Proses Hukum Pernikahan Internasional: Panduan Lengkap
Pernikahan internasional merujuk pada perkawinan yang melibatkan dua individu dari dua negara yang berbeda. Dalam dunia yang kian saling terhubung, banyak pasangan yang memilih untuk menikah meskipun berasal dari negara yang berlainan. ada beberapa langkah hukum yang perlu dimengerti agar pernikahan tersebut sah menurut hukum di negara tempat tinggal dan negara asal.

1. Kepentingan mengetahui hukum perkawinan di setiap belahan dunia
Masing-masing negara memiliki regulasi hukum yang berbeda tentang perkawinan, meliputi prosedur, persyaratan, serta pengakuan pernikahan tersebut. Sebelum menikah di negara asing, pasangan harus memahami peraturan yang berlaku di negara tempat pernikahan dan negara asal mereka. Beberapa negara mengenakan peraturan ketat mengenai pernikahan, termasuk kebutuhan akan dokumen atau ketentuan usia minimal. Dengan demikian, pemahaman tentang hukum pernikahan di negara-negara tersebut sangat diperlukan.
2. Urutan Perkawinan Internasional
Dalam hal ini, prosedur hukum pernikahan internasional memerlukan beberapa tahapan utama yang harus diselesaikan oleh pasangan antarnegara:
-
Penyiapan Dokumen
Pasangan yang ingin menikah di luar negeri wajib melengkapi dokumen-dokumen yang dibutuhkan, seperti akta kelahiran, paspor, visa, dan dokumen lain. Beberapa negara mengatur agar pasangan menyerahkan bukti belum menikah yang diterbitkan oleh lembaga resmi di negara asal. -
Mematuhi Persyaratan Legal yang Berlaku di Negara Asal
Banyak negara mensyaratkan bahwa warganya harus menikah menurut hukum negara asal. Dalam sejumlah situasi, pernikahan yang dilangsungkan di luar negeri mungkin perlu dicatatkan atau diresmikan lagi di negara asal untuk diakui secara sah. -
Pengajuan lisensi untuk menikah
Negara-negara tertentu mewajibkan pasangan untuk mengurus izin atau lisensi pernikahan yang sah sebelum melangsungkan pernikahan. Hal ini bisa mencakup pemeriksaan fisik, tes kesuburan, atau wawancara untuk memverifikasi kesiapan kedua belah pihak untuk menikah sah. -
Pernikahan di Tempat Asal atau Negara Tujuan
Ada dua pilihan utama dalam proses pernikahan internasional: menikah di negara asal pasangan atau menikah di negara tempat tinggal salah satu pihak atau negara ketiga yang disetujui. Ketentuan hukum pernikahan akan mengacu pada hukum yang berlaku di negara tempat pernikahan diadakan.

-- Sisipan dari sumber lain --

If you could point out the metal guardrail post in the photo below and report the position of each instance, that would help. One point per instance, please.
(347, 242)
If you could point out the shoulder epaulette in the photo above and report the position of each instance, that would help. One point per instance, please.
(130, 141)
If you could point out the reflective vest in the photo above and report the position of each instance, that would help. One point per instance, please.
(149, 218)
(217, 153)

3. Pengesahan dan Status Hukum Pernikahan Antarnegara
Pasca pernikahan, pasangan internasional perlu memastikan bahwa pernikahan mereka diakui sah di kedua negara tersebut. Beberapa negara memiliki kesepakatan internasional yang mengatur pengakuan pernikahan yang sah di negara lain. Oleh karena itu, pasangan yang menikah antarnegara harus mendaftarkan pernikahan mereka di negara asal agar sah secara hukum.

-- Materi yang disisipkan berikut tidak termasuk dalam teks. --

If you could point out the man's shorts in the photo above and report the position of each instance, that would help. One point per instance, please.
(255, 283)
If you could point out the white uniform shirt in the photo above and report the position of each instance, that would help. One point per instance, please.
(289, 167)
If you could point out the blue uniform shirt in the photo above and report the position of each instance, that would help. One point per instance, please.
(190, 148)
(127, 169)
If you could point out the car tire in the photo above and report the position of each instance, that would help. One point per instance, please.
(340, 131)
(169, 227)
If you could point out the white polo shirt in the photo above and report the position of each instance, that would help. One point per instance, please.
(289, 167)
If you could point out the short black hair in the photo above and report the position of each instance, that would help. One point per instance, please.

4. Poin-poin hukum yang patut diwaspadai
Selain pengesahan hukum perkawinan, pasangan internasional harus memikirkan masalah hukum lainnya, seperti status kewarganegaraan anak yang terlahir dari pernikahan internasional, hak warisan, dan distribusi kekayaan. Hal ini penting karena hukum negara bisa sangat berbeda dalam hal pengaturan hak-hak tersebut.

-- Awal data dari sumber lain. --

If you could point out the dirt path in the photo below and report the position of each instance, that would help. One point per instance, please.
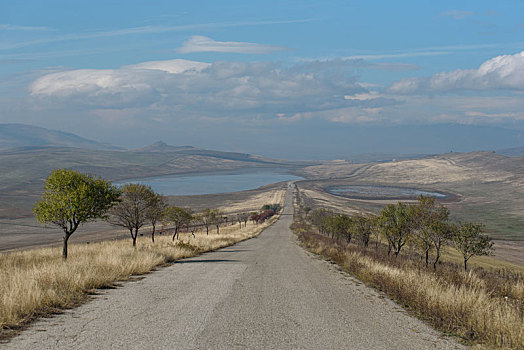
(264, 293)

5. Ikatan Lintas Negara dan Kontrak Pra-Pernikahan
Perkawinan internasional seringkali membutuhkan kesepakatan pranikah, terutama jika ada perbedaan hukum antara negara asal pasangan. Kesepakatan ini menentukan pembagian aset, hak warisan, serta kewajiban lain yang berpotensi muncul di masa depan. Perjanjian pranikah merupakan cara terbaik untuk menghindari masalah hukum yang bisa muncul pada perceraian.
Penyelesaian
Proses hukum pernikahan antarnegara bisa kompleks dan memerlukan perhatian lebih, mengingat variasi peraturan di tiap negara. Dalam hal ini, pasangan internasional perlu berkonsultasi dengan konsultan hukum yang ahli dalam hukum keluarga internasional untuk memastikan pernikahan mereka sah dan diterima di kedua negara. Mematuhi prosedur yang sah dan mempersiapkan dokumen yang dibutuhkan akan membantu pasangan hidup berkeluarga dengan lebih tenang dan sah menurut hukum.